Friday, June 14, 2013

Socialist Yugoslavia (1945 – 1992) as a Failed Response to Mises and Hayek: A Survivor’s Experience


Socialist Yugoslavia (1945 – 1992) as a Failed Response to Mises and Hayek:
A Survivor’s Experience
 

Handout for the Mises Meet talk
March 22, 2012

by
Predrag Rajsic

 
·         As most Yugoslavians did, I too cried, when the Yugoslavian dictator Tito died in 1980, but I cried for a different reason—I was a baby, and babies cry a lot. Other people cried because they thought “only he could keep the country afloat.” These people apparently knew something that the economists arguing that Yugoslavia proved Mises and Hayek wrong did not.

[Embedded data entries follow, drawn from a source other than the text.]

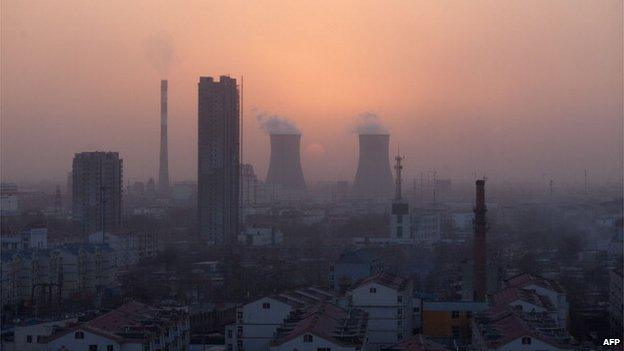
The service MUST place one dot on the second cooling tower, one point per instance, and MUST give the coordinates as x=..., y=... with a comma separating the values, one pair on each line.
x=373, y=178
x=285, y=164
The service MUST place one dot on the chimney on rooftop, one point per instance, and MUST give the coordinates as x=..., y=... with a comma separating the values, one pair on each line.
x=480, y=273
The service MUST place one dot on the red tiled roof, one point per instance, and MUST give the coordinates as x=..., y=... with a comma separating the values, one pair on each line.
x=386, y=279
x=524, y=279
x=513, y=293
x=321, y=320
x=417, y=343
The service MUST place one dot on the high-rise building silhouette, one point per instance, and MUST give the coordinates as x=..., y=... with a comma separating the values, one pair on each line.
x=97, y=178
x=163, y=173
x=218, y=160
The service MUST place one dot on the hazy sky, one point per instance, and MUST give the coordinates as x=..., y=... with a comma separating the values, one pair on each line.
x=518, y=90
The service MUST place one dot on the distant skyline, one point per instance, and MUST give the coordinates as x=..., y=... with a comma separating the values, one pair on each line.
x=516, y=90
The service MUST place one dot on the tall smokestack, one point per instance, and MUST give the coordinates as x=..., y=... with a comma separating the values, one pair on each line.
x=480, y=273
x=163, y=174
x=285, y=164
x=373, y=178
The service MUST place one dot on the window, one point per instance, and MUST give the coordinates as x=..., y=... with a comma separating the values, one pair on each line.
x=526, y=340
x=456, y=332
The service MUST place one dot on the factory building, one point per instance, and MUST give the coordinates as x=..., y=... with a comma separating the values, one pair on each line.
x=373, y=179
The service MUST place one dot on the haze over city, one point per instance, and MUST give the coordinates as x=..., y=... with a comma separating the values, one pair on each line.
x=517, y=91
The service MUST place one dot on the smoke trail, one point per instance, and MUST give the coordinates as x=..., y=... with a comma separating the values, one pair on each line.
x=273, y=124
x=159, y=52
x=368, y=123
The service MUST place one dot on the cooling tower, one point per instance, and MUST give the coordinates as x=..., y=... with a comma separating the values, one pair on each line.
x=285, y=164
x=373, y=178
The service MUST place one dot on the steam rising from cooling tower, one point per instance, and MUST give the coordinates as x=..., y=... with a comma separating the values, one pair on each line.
x=159, y=52
x=285, y=164
x=374, y=177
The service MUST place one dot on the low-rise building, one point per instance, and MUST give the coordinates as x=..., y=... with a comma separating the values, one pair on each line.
x=261, y=237
x=322, y=327
x=133, y=326
x=350, y=267
x=450, y=320
x=257, y=321
x=387, y=299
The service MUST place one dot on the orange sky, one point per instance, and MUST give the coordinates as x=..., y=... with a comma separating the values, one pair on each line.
x=513, y=89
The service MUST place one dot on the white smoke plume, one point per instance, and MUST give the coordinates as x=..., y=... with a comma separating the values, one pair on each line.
x=368, y=123
x=159, y=52
x=273, y=124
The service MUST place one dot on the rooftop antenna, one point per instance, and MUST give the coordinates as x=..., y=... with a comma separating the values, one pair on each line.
x=102, y=202
x=398, y=168
x=241, y=112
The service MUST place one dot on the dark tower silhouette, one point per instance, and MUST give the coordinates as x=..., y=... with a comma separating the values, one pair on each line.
x=374, y=177
x=218, y=160
x=97, y=178
x=163, y=174
x=285, y=164
x=480, y=273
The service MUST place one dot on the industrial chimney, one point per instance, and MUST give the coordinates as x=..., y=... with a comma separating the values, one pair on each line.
x=285, y=164
x=373, y=178
x=480, y=273
x=163, y=174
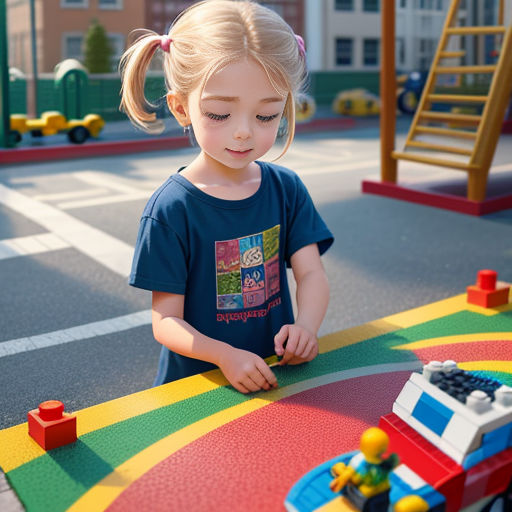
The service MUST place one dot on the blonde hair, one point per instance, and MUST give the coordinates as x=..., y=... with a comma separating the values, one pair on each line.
x=206, y=37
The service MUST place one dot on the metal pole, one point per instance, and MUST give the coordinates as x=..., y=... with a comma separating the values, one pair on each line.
x=4, y=79
x=388, y=170
x=33, y=36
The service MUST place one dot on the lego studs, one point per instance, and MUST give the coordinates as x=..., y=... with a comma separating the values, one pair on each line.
x=50, y=427
x=488, y=292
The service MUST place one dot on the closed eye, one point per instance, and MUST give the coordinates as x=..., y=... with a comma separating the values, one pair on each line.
x=216, y=117
x=266, y=119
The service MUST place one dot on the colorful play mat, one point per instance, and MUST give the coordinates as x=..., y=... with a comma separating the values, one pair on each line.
x=197, y=444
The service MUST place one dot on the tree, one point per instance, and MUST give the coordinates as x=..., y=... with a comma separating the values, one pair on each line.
x=98, y=50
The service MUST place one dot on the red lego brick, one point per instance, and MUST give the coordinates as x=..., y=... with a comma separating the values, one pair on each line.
x=50, y=427
x=489, y=477
x=487, y=292
x=430, y=463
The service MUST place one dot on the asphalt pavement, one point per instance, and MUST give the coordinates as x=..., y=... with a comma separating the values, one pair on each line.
x=72, y=329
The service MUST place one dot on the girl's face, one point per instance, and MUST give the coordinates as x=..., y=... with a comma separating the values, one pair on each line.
x=237, y=116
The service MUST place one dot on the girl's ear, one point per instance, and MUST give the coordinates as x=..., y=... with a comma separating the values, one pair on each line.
x=178, y=106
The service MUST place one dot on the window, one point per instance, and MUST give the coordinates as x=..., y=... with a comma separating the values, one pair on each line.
x=344, y=5
x=74, y=4
x=110, y=4
x=371, y=5
x=371, y=52
x=72, y=47
x=344, y=52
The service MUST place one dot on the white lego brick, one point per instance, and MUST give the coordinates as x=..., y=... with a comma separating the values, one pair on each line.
x=462, y=434
x=496, y=417
x=409, y=396
x=407, y=475
x=423, y=430
x=401, y=412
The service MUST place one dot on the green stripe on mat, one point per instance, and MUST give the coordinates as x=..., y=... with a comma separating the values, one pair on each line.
x=71, y=470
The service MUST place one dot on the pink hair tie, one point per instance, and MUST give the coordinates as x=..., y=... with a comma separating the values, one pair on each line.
x=302, y=46
x=165, y=43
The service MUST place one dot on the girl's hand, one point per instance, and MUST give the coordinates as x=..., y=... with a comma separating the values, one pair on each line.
x=301, y=344
x=247, y=372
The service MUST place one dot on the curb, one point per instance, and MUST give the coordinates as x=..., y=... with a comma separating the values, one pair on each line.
x=95, y=149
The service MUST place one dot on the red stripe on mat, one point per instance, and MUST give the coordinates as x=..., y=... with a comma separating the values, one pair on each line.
x=251, y=463
x=465, y=352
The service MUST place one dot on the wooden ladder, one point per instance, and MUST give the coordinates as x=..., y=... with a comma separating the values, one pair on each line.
x=483, y=130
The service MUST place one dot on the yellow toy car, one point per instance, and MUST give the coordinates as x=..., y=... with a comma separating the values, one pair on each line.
x=52, y=122
x=356, y=102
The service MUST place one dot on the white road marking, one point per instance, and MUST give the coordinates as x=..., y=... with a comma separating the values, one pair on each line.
x=35, y=244
x=104, y=179
x=70, y=195
x=78, y=333
x=114, y=254
x=96, y=201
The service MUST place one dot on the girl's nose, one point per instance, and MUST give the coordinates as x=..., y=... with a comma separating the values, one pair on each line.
x=242, y=131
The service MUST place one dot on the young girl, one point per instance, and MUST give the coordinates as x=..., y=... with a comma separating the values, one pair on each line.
x=216, y=237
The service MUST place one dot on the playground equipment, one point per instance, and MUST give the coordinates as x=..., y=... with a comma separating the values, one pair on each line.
x=71, y=81
x=480, y=131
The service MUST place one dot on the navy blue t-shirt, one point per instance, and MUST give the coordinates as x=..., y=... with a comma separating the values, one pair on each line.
x=228, y=257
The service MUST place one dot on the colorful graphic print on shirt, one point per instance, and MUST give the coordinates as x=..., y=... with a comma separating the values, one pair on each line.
x=247, y=269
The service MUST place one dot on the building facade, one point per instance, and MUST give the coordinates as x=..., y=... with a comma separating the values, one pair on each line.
x=61, y=25
x=346, y=34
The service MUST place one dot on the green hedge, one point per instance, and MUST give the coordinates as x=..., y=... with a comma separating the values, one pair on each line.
x=103, y=96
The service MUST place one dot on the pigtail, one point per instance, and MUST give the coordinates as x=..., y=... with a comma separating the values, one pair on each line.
x=133, y=67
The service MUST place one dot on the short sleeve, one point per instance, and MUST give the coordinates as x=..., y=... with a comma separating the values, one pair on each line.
x=305, y=226
x=160, y=259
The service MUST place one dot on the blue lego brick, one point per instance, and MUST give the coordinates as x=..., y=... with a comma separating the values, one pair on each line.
x=473, y=458
x=502, y=435
x=400, y=489
x=491, y=449
x=432, y=413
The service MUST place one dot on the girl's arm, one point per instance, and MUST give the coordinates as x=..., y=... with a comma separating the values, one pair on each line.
x=312, y=299
x=244, y=370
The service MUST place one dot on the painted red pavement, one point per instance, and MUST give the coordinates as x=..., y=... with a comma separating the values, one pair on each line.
x=251, y=463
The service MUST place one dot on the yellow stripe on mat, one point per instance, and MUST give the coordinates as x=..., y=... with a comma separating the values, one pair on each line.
x=121, y=409
x=490, y=366
x=99, y=497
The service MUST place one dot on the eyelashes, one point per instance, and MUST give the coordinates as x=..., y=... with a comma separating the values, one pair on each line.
x=267, y=119
x=223, y=117
x=216, y=117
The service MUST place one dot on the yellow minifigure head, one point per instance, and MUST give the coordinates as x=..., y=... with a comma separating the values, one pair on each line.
x=374, y=442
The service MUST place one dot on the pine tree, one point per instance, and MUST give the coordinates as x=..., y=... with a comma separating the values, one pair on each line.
x=97, y=50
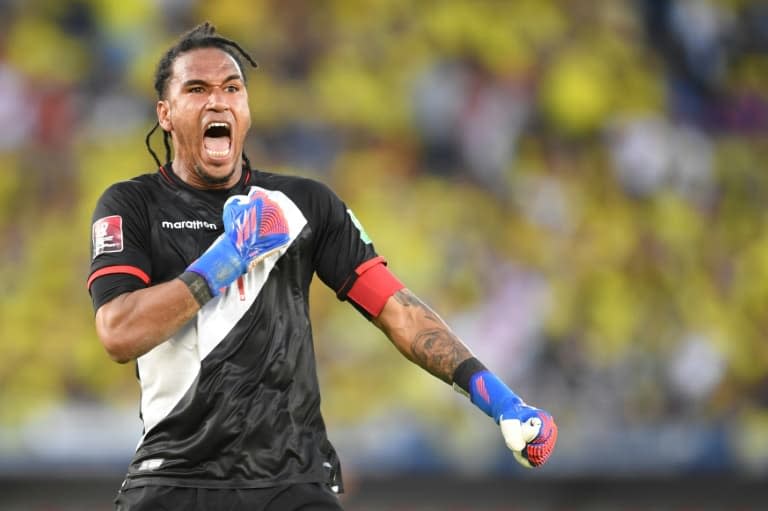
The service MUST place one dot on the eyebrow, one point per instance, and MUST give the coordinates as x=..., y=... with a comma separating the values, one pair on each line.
x=190, y=83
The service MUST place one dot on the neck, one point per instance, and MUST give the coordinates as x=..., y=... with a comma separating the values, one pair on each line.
x=196, y=177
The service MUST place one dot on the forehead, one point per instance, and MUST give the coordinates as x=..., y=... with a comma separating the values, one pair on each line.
x=208, y=64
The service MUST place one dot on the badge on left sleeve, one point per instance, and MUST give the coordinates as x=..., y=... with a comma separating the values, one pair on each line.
x=107, y=235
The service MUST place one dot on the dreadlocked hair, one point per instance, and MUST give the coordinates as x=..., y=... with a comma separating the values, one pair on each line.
x=202, y=36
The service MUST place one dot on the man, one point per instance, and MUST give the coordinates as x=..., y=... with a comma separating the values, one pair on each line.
x=201, y=274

·         I grew up in a credit bubble fueled by loans from the IMF

·         When the repayment time came, there was nothing to extract from the bankrupted economy

·         Interprovincial accusations of who stole whose money became ever louder

·         And you  probably know the rest from the war news in the 1990’s

This should make a pretty clear case that Yugoslavia was a failed economic project

However, in the 1970’s and 80’s, there were claims that Yugoslavia was a proof that decentralized, worker-managed “market socialism” is a viable alternative to Hayek’s and  Mises’s arguments in favour of private ownership of mans of production.

Mises’s and Hayek’s argument:

·         No single mind has all the time- and place-specific information dispersed among many individuals needed for economically feasible (rational) planning of the whole economy

·         Market prices provide information to individuals that make their individual plans fit into the total pattern of production

·         Private ownership of the means of production gives individuals the incentives to use these means based on the time- and place-specific knowledge they possess

How was the Yugoslavian economy structured?

·         Markets for consumer goods

·         Worker-managed firms

o   Workers vote on decisions

§  elect managers

§  how to divide profits

§  how much to reinvest in the company

o   But the worker “owned” firm capital assets could be sold and bought only at the state-determined prices, and only to the state or to other worker-managed enterprises

§  Structure of production not determined through he use of time- and place-specific dispersed individual knowledge but by a state order

o   When leaving the firm, a worker cannot claim any of the capital assets of the firm

§  No incentives to vote for reinvesting

§  Strong incentives to vote for wage increases

·         which would then be used to invest in private goods: cars, household items (electronics, furniture), farm equipment, home renovations, vacations, etc.

·         stealing the firm equipment or products  in collaboration with the management was not uncommon

·         MALINVESTMENT—unsustainable structure of production

§  Wages determined by the kind of labour performed, not by the market demand for specific kinds of labour (labour theory of value)

·         incentives to advance through the ranks just to get a desired wage

o   decided by voting in worker assemblies

o   incentives to please the “opinion makers”

o   getting a desired job becomes a consequence of political entrepreneurship rather than economic entrepreneurship

o   to advance through the ranks, you need to be a member of the Communist Party—respond to the desires of the communist oligarchy  

§  unskilled and unqualified people often in key positions

·         As a result, by the 1970’s many firms are insolvent—subsidized by the central government by using the profits of the successful firms, taxes, international loans, and by printing money

·         By the mid-1980’s state imposed reinvestment standards (and thus wage cuts) to keep afloat the crumbling industrial complex, trigger rampant worker strikes.